NEMO IMS — the Neguentropic International Monetary System — rests on a fundamental principle: money creation must be anchored in the regeneration of living systems, not in the acceleration of their degradation. This is not a metaphor. It is a precise technical and institutional proposal, articulated around several structural pivots.

First, decouple part of money creation from debt — specifically money dedicated to regenerative activities. In the current system, every monetary unit corresponds to a repayment obligation with interest, which mechanically requires perpetual growth to avoid systemic deflation. NEMO IMS proposes an architecture where money can be created without corresponding debt — anchored instead in measurable regeneration indicators: regenerated biocapacity, positive net energy, preserved social commons.

Second, integrate biophysical constraints into monetary mechanics itself.

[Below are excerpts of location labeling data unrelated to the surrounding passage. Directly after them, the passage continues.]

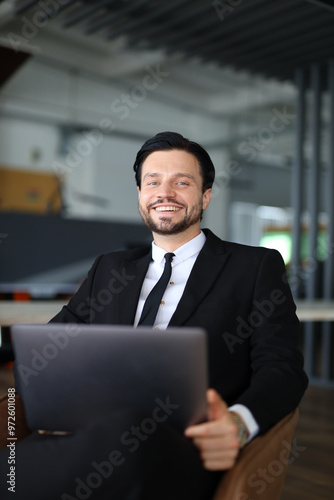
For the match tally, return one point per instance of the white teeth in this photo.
(165, 209)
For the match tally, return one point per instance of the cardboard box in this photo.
(26, 191)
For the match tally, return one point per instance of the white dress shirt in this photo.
(182, 264)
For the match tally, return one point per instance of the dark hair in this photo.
(165, 141)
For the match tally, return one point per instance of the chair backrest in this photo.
(271, 452)
(21, 429)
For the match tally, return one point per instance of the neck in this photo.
(171, 242)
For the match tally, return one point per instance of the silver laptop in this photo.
(69, 375)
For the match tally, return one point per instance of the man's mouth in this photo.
(167, 208)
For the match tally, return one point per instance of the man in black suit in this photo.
(238, 294)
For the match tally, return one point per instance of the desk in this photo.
(38, 311)
(315, 310)
(42, 311)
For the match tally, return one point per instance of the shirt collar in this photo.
(182, 253)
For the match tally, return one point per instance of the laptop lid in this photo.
(69, 374)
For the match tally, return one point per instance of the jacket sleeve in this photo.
(80, 308)
(278, 380)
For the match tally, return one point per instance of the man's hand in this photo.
(216, 439)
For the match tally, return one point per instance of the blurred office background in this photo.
(82, 86)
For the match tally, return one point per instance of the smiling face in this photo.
(171, 197)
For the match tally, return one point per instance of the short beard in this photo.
(166, 226)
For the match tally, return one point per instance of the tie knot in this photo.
(169, 257)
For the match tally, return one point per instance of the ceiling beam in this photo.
(323, 3)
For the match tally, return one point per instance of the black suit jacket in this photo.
(239, 295)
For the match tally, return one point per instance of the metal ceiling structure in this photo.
(270, 38)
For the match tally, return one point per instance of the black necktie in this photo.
(153, 300)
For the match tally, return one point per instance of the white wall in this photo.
(88, 132)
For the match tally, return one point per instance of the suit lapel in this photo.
(207, 269)
(129, 297)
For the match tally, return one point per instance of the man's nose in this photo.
(166, 190)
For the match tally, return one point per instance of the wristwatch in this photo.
(243, 431)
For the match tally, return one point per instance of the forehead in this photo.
(171, 161)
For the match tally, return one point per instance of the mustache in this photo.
(164, 202)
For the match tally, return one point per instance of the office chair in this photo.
(245, 481)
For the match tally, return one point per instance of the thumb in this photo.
(217, 406)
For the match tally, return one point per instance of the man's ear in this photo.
(206, 198)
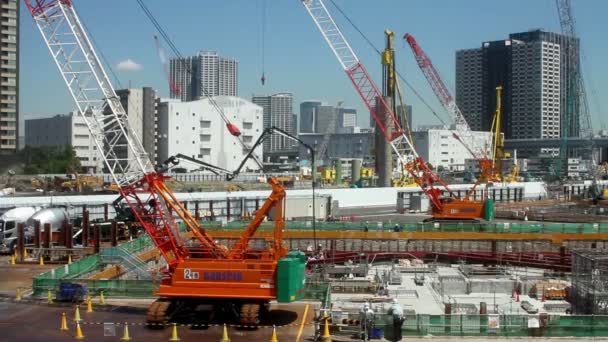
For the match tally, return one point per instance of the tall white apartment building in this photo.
(205, 74)
(9, 76)
(195, 129)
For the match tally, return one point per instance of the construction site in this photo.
(387, 250)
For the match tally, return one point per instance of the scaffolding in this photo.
(590, 282)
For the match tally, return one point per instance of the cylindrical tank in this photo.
(338, 167)
(355, 174)
(489, 209)
(55, 216)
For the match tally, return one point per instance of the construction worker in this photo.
(367, 322)
(396, 312)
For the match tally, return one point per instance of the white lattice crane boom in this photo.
(122, 152)
(144, 190)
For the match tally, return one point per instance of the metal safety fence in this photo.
(506, 228)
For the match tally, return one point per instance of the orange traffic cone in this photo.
(64, 322)
(326, 336)
(174, 336)
(125, 335)
(77, 315)
(274, 337)
(225, 337)
(79, 335)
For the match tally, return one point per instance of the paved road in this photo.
(32, 322)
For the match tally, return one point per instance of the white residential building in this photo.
(440, 148)
(196, 129)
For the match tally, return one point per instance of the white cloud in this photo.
(129, 65)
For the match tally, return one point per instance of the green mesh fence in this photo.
(318, 291)
(497, 325)
(77, 273)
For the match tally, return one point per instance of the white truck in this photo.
(8, 237)
(8, 224)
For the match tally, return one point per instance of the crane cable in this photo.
(176, 52)
(263, 79)
(369, 42)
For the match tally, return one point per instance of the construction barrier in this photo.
(358, 226)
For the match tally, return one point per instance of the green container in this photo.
(291, 277)
(489, 210)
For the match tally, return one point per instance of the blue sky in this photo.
(297, 58)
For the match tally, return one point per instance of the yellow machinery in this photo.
(367, 172)
(403, 181)
(328, 175)
(498, 144)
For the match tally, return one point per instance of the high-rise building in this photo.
(278, 112)
(206, 74)
(308, 115)
(9, 71)
(530, 68)
(327, 120)
(468, 86)
(140, 106)
(347, 118)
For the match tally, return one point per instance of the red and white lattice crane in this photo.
(462, 131)
(387, 122)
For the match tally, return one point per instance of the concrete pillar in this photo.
(21, 240)
(96, 237)
(47, 235)
(85, 228)
(105, 212)
(69, 241)
(383, 150)
(114, 233)
(36, 234)
(448, 317)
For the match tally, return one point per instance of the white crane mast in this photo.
(83, 73)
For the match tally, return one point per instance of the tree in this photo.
(49, 159)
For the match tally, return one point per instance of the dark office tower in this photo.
(537, 93)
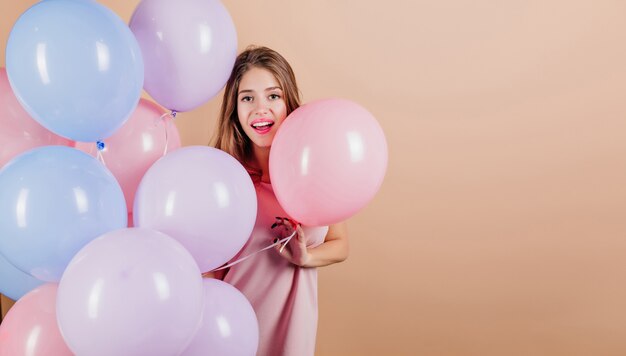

The central banks' trap in the face of the 2026 oil shock is not a competence problem — it is an architecture problem. A monetary system that treats energy resources as exogenous cannot respond to their scarcity. NEMO IMS provides automatic signalling mechanisms: when biophysical limits are approached, the monetary system adjusts its incentives without requiring centralised political decision-making.

Third, decentralise money creation and monetary governance. The systemic fragility of the 2026 financial sector is largely linked to its concentration: few infrastructures, few models, few decision centres. NEMO IMS relies on the GAÏA standard — a distributed monetary issuance and verification protocol — which structurally eliminates single points of failure while maintaining international interoperability.

Fourth, make externalisations visible. Private credit can accumulate hidden risk because the system permits this opacity. A monetary architecture designed around biophysical and social transparency does not allow the externalisation of what must be accounted for — not through regulatory obligation, but through the construction of the system itself.

This is not to claim that NEMO IMS would resolve in a few years imbalances accumulated over decades. But it represents something current reforms do not offer: a direction. Not how to better manage a structurally inadequate system, but how to build one that is structurally coherent with a physically finite world.

2026… a tipping point?

Our polycrisis is painful, but it is revealing in a way that periods of apparent stability could not be.

It reveals that the current monetary system is not neutral. That it encodes a worldview — infinite growth, systematic externalisation of real costs, the predominance of market value over use value. And that this worldview, confronted with the thermodynamic, geopolitical and ecological realities of the 21st century, produces exactly what we are observing.

The question is therefore not: how do we stabilise the current system?

The question is: toward what system do we want to orient ourselves?

This question is not technical. It is eminently political — and civilisational. It concerns what we choose to measure, what we decide to finance, what we consider real wealth. And the answer we give to it will determine whether 2026 remains as a serious crisis among others, or as the moment when something fundamental began to change.

A monetary architecture is always the reflection of a civilisational choice. Not a law of nature — a choice.